Antes, tras el primer cuarto de hora, llegaron una tras otra las acciones más claras de la etapa. Primero fue Vella quien paralizó las almas locales con esa definición exquisita que cayó en el techo del arco. 

Respondió Gimnasia con un tiro libre de Llama que se fue apenas por encima del travesaño y la visita exigió a Viola tras una acción que volvió a involucrar a Romero y Vella. Poco para lo mucho que habían ilusionado en la previa. Faltó control de balón y un primer pase más claro.

Ninguno quería equivocarse y para ello el balón debía estar lejos del arco propio. Entonces, el pelotazo fue el argumento más utilizado. Llama estuvo impreciso y por las bandas no prosperaron Espinosa ni Cucchi.

¿Conclusión? Palacios Alvarenga estuvo muy solo frente a cada lanzamiento frontal. Por eso, con el correr de los minutos, y aunque el Lobo creció en protagonismo, siguió anémico en ofensiva.

Lo que siguió en el inicio del complemento fue decididamente peor. Central Córdoba se hizo dueño de los tiempos y el balón. A esa altura era malo el juego del Lobo, que se veía superado y sin poder salir del asedio al que era sometido.

Es cierto que la visita tampoco encontraba profundidad en sus ataques, pero jugaba lejos de su arco y el empate empezaba a verse como un buen negocio.

Los del Parque extrañaban el desequilibrio de Cucchi, quien estaba lejos del nivel habitual. Igual el juego seguía siendo de lucha y entrega. 

El balón estaba más tiempo en el aire que bajo la suela de algún romántico decidido a cuidarla. Y en ese trámite encontró la ventaja la visita.

Central Córdoba consiguió un córner, uno de los alcanzapelotas la devolvió rápido, Briones rechazó defectuoso, Viola alcanzó a sacar y Jara anotó.

De ahí en más fue decidido lo de Gimnasia. Lo fue a buscar con todo lo que tenía y llegó el penal sobre el pibe Romano que Palacios Alvarenga convirtió.
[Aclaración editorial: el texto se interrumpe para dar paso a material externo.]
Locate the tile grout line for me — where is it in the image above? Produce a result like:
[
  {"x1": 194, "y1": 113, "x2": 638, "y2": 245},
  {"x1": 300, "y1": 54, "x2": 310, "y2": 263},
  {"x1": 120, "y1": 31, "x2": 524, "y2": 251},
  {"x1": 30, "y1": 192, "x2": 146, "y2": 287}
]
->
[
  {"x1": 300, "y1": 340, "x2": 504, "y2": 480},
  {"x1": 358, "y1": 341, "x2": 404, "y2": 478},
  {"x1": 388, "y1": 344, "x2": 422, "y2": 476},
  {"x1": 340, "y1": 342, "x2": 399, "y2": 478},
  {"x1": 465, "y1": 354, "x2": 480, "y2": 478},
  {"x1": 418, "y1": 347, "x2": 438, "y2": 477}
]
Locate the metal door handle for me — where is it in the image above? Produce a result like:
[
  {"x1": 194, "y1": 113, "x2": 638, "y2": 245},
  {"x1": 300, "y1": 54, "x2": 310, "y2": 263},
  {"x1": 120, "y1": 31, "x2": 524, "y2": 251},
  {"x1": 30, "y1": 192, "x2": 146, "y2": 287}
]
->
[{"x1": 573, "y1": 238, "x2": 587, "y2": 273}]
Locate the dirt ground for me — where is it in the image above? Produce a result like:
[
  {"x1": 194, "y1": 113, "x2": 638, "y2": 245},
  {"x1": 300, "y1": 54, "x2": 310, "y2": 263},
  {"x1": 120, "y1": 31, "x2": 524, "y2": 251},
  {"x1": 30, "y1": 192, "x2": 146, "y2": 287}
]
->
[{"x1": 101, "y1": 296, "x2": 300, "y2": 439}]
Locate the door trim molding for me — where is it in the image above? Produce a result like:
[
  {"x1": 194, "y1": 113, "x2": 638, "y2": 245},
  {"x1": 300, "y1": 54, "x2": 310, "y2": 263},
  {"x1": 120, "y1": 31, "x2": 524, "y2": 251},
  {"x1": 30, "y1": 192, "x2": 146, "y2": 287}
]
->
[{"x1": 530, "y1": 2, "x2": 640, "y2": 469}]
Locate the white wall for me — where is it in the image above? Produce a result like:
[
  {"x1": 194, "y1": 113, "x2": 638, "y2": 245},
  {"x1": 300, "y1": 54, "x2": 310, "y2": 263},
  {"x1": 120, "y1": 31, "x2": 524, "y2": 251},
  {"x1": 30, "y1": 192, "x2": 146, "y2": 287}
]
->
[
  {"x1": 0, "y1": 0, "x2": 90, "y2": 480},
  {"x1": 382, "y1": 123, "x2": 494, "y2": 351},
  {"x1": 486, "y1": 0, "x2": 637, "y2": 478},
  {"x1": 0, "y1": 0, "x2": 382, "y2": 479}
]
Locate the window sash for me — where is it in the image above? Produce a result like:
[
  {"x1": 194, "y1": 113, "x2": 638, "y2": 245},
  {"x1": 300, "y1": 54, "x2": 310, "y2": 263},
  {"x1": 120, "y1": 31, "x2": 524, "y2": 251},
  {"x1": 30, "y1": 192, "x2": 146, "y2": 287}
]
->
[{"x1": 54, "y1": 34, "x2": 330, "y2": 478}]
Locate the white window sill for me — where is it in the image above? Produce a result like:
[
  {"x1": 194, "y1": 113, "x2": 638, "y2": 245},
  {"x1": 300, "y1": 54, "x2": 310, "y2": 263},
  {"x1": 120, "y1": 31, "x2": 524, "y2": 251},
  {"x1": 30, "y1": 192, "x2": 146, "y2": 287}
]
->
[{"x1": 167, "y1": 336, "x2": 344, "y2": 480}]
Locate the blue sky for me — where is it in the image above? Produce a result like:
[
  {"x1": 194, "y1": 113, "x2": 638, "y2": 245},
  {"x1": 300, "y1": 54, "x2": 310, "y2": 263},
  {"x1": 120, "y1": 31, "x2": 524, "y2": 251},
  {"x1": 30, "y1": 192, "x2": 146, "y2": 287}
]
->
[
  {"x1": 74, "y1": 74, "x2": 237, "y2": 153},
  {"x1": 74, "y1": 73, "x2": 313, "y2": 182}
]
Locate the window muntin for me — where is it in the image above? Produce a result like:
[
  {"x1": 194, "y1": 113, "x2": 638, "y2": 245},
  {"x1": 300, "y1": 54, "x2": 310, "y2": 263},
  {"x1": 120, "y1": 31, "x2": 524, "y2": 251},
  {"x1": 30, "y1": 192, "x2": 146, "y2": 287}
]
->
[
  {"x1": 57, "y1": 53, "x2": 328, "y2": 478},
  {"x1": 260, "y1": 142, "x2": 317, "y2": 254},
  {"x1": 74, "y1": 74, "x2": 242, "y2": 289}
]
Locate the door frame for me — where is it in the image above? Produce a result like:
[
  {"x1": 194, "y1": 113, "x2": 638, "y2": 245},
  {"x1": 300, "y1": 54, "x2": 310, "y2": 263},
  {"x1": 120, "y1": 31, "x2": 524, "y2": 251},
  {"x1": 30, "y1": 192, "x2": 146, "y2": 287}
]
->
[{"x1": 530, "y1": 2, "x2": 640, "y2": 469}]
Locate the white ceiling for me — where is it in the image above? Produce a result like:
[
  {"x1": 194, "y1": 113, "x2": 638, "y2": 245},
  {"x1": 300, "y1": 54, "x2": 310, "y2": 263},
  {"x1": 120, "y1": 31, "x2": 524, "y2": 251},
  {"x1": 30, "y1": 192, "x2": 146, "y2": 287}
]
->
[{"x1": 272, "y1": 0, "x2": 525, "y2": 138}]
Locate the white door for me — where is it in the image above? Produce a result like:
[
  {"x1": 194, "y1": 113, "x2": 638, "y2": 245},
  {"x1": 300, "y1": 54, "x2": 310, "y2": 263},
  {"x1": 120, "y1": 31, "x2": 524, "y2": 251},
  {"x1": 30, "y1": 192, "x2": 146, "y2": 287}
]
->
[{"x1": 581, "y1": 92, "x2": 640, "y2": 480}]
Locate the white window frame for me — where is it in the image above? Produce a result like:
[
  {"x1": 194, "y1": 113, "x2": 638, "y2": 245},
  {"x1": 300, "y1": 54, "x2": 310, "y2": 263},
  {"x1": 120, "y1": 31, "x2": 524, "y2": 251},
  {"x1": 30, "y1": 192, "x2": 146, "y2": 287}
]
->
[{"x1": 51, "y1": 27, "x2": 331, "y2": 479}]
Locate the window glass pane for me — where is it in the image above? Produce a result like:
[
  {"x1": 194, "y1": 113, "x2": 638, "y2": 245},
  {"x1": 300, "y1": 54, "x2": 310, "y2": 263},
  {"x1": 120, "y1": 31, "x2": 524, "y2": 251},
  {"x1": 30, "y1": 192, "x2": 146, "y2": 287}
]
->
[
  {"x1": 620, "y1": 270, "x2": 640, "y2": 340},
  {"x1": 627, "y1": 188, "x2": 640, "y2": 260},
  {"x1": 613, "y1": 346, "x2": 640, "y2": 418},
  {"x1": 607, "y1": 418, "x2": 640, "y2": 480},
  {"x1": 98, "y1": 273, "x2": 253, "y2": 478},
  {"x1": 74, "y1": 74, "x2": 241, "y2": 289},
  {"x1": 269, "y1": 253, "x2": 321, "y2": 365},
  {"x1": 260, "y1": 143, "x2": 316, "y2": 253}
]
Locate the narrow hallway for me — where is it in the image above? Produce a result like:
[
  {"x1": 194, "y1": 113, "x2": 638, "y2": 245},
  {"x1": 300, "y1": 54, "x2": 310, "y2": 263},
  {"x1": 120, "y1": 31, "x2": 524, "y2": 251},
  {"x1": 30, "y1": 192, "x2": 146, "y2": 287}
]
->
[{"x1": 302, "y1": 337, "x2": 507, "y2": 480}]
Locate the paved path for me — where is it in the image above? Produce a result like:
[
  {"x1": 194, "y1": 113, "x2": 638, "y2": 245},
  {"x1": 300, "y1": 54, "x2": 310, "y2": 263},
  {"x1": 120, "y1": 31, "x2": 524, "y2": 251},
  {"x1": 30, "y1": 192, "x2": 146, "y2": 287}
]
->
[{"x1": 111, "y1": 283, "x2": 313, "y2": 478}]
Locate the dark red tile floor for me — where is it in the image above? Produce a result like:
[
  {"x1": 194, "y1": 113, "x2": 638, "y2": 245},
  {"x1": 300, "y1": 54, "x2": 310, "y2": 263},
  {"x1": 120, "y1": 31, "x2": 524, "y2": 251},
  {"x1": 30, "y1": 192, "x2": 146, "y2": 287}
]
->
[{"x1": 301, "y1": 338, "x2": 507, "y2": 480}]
Incluso pudo ganarlo en ese remate de Aguirre que sacó un defensor en la línea. Había angustia por doquier y los corazones blanquinegros latían al ritmo de un equipo que dejaba el pellejo en cada jugada.

Sin embargo no hubo milagro. Gimnasia postergó un tiempo más el festejo y ahora deberá hacer bien los deberes en Río Cuarto.